As we have seen before, the organizations did not obtain their request that a regularly assigned employe be excused for good cause from working his workdays immediately preceding and following the holiday without losing his holiday pay. The existing requirements for regularly assigned em

ployes were recommended to be retained with only slight change so that regularly assigned employes not assigned to work would not be penalized.

Emergency Board No. 130 considered the holiday pay question at some length in its report to the president dated June 8, 1960. On pages 55 and 56 it analyzed the positions of the parties and the facts concerning eligibility and qualifications for regularly assigned employes as follows:

"The evidence presented on inter-industry comparison regarding requirements for work on the day before and the day following a holiday shows that a majority of the contracts require work on either both or at least one of these days. The most common provision requires work on both the scheduled work day before, and the scheduled work day following the holiday. The same provision is contained in the agreements with the Organizations. The purpose of the provision is to prevent an employe from extending the holiday by an unauthorized absence. The same purpose would be served, however, if the employe were deprived of holiday pay if he failed to report for work on the day before a holiday, or the day following a holiday, having been scheduled to work either one or both of such days. This practice would prevent an otherwise eligible employe from being deprived of holiday pay because he was either deliberately or inadvertently not scheduled to work the day before or the day following the holiday.

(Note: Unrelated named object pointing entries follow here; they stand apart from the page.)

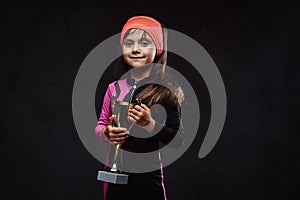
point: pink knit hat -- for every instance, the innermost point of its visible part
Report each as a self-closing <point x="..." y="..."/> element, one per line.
<point x="148" y="24"/>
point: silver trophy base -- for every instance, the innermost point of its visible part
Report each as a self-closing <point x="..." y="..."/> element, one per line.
<point x="112" y="177"/>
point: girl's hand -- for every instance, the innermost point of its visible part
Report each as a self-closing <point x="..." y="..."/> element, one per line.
<point x="116" y="135"/>
<point x="141" y="116"/>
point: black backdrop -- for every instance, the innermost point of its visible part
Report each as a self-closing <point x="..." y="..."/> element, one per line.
<point x="44" y="44"/>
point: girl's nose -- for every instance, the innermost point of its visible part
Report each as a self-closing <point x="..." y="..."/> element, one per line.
<point x="136" y="47"/>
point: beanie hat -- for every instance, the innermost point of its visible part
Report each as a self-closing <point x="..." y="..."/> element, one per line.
<point x="148" y="24"/>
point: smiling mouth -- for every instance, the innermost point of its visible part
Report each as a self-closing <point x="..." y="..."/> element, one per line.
<point x="136" y="57"/>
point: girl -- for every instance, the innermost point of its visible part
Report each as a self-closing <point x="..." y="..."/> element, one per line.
<point x="143" y="42"/>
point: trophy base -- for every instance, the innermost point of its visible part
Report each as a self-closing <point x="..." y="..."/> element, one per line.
<point x="112" y="177"/>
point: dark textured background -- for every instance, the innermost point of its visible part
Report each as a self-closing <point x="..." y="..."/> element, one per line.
<point x="252" y="43"/>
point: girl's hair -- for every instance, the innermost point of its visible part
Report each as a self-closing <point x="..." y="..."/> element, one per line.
<point x="157" y="93"/>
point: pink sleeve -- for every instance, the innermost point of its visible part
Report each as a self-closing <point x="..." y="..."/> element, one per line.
<point x="105" y="112"/>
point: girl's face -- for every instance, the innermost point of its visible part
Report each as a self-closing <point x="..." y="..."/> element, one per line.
<point x="138" y="48"/>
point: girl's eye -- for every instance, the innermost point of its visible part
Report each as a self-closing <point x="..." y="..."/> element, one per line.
<point x="144" y="43"/>
<point x="128" y="43"/>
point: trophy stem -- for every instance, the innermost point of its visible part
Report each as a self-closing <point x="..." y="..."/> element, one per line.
<point x="114" y="167"/>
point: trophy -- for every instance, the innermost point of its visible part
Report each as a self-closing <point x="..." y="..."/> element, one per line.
<point x="115" y="175"/>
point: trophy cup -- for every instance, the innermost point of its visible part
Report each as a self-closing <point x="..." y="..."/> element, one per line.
<point x="114" y="175"/>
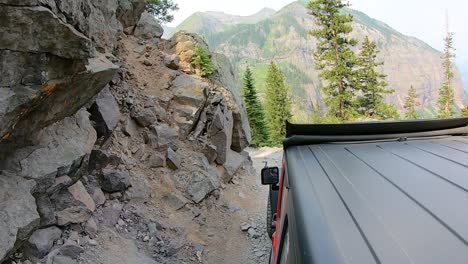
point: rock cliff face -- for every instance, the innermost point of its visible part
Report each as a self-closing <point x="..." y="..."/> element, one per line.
<point x="283" y="37"/>
<point x="89" y="114"/>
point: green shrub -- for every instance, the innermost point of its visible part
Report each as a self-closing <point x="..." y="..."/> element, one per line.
<point x="201" y="60"/>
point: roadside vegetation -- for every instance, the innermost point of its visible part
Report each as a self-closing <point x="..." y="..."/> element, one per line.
<point x="162" y="9"/>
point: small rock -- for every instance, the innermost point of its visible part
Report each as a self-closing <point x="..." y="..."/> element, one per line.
<point x="173" y="160"/>
<point x="147" y="62"/>
<point x="98" y="197"/>
<point x="92" y="242"/>
<point x="114" y="180"/>
<point x="156" y="161"/>
<point x="41" y="241"/>
<point x="91" y="228"/>
<point x="121" y="222"/>
<point x="245" y="227"/>
<point x="252" y="233"/>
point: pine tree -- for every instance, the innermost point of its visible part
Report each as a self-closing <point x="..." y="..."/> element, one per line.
<point x="277" y="104"/>
<point x="254" y="111"/>
<point x="334" y="56"/>
<point x="372" y="84"/>
<point x="411" y="103"/>
<point x="446" y="100"/>
<point x="465" y="112"/>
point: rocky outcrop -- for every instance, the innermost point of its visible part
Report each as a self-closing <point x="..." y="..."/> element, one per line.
<point x="81" y="139"/>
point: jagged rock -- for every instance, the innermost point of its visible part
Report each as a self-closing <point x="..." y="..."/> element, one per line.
<point x="105" y="113"/>
<point x="172" y="61"/>
<point x="189" y="100"/>
<point x="145" y="117"/>
<point x="197" y="178"/>
<point x="114" y="180"/>
<point x="166" y="136"/>
<point x="220" y="132"/>
<point x="42" y="240"/>
<point x="73" y="215"/>
<point x="110" y="214"/>
<point x="91" y="228"/>
<point x="67" y="253"/>
<point x="57" y="38"/>
<point x="148" y="27"/>
<point x="130" y="128"/>
<point x="173" y="160"/>
<point x="61" y="148"/>
<point x="140" y="187"/>
<point x="156" y="161"/>
<point x="234" y="162"/>
<point x="129" y="12"/>
<point x="18" y="212"/>
<point x="211" y="153"/>
<point x="98" y="197"/>
<point x="78" y="191"/>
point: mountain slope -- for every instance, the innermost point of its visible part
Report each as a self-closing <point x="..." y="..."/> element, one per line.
<point x="210" y="22"/>
<point x="284" y="38"/>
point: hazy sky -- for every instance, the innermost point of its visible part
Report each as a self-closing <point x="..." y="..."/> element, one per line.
<point x="424" y="19"/>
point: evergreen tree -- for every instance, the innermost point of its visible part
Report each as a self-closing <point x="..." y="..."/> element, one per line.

As previously stated, the Board does not propose to write rules, but leaves this task to the parties. Any such rules should provide that an employe must be ready, willing, and able to work on the day before and the day following a holiday in order to qualify for holiday pay. Thus, employes scheduled to work who have quit, been discharged, are on sick leave, or are absent for any other reason should not qualify."

On pages 27 and 28 of its report to the president, emergency board No. 130 stated its "conclusions" concerning eligibility and qualifications for regularly assigned employes as follows:

"The Board feels that there is no good cause for denying holiday pay to any employe because he did not perform work on the work day preceding and the work day following a holiday, when the employe would otherwise have qualified for holiday pay but was not assigned work on such work days. The Board proposes, without enlarging the area of excused absences on those days, that employes who have complied with all requirements for holiday pay, including those requirements recommended by this Board, and who are available for work on both such days, but are not assigned work on either or both, should be eligible for holiday pay in the future."

It is clear from the above quoted discussion in the report of presidential emergency board No. 130 that regularly assigned employes were to continue to qualify for holiday pay only if they were "ready, willing, and able" to work on the workdays immediately preceding and following the holiday. Since the claimant was not "ready, willing, and able" to work on January 2, 1962, he did not qualify for holiday pay for New Year's Day, January 1, 1962.